スポーツ漫画に登場する悪役キャラは、そのインパクトの強さや卑劣さで読者の印象に残る。勝つためなら手段を選ばない彼らは、「正々堂々」や「スポーツマンシップ」といった言葉とは無縁の存在だ。そのため、主人公たちは試合中にはげしく心を乱されてしまう。
しかしそんなヒールキャラの登場によって、物語が大いに盛り上がることがあるのも確かである。そこで今回は、反則上等で試合に臨むヒールなキャラを紹介していこう。
■卑劣すぎて逆にスゴい…?『黒子のバスケ』花宮真
藤巻忠俊氏の『黒子のバスケ』(集英社)にはヒールキャラが多数存在するが、あえて反則を狙ってやるのは花宮真だろう。花宮は「無冠の五将」と呼ばれる天才のひとりで、「キセキの世代」が在籍していない霧崎第一高校の選手として登場した。
花宮は審判に見えないよう相手の足を踏んだり肘打ちを入れたりして、対戦相手を確実に負傷させる。しかも基本的にチームメイトに指示を出して攻撃をするため、自分の手は汚さないという卑劣ぶりだ。
そんなチームなので、対戦すると決まって負傷者が出てしまうあり得ない展開になっているようだ。主人公の黒子テツヤが所属する誠凛高校の木吉鉄平も、かつて花宮に膝を負傷させられ、しばらくバスケができなくなってしまった。
花宮は反則を楽しむかのようにプレーしているキャラなので、かなりの外道といえるだろう。しかも、あの仏のような性格の黒子を本気で怒らせていたので、ある意味スゴい……。
普通にプレーをしても技術力が高いのに、あえて反則を選んでいるところからも性格が悪いことがうかがえる。そして、反則プレーで勝てなくても何度も同じ行為を繰り返しているので、改心をする気もないのだろう。

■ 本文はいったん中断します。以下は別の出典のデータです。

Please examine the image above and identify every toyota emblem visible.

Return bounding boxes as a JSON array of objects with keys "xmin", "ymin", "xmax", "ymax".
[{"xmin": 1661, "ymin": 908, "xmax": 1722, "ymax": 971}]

ここまでラフプレーに固執しているキャラは珍しく、プレー以外では手を出したりしないところからも花宮なりの美学があるのかもしれない。とはいえ、まったく共感はできない……。
■野性的なサッカーが特徴!『キャプテン翼』日向小次郎
次は高橋陽一氏による『キャプテン翼』(集英社)の日向小次郎を紹介したい。日向といえば大空翼と肩を並べるエースで、野性的なサッカーをするのが特徴だろう。
彼はかなり荒々しい性格なのだが、その背景には家庭が貧しく、なんとしてもサッカーで食っていく覚悟があるからだ。苦労人であるがゆえの異様なハングリー精神の持ち主で、作中でもかなりキャラ立ちしている存在である。
日向が試合中に見せるラフプレーは相手にわざとボールをぶつけるというもの。キーパーの顔面にボールを当てて戦意喪失させたり、相手の腹部を狙ったりと、かなり難易度高めの技を披露している。
それでも翼が所属する南葛SCには勝つことができなかったので、噛ませ犬感は拭えなかった。そもそも、これが小学生の試合なのも驚きなのだが……。
しかし、翼たちとの試合を通して自分のやり方が間違っていたと気付いた日向は、そこから急成長を遂げて世界で活躍する選手にもなれた。才能があり何より根はまっすぐな努力家でもあるので、ただのヒールで終わらなくて本当に良かったと思う。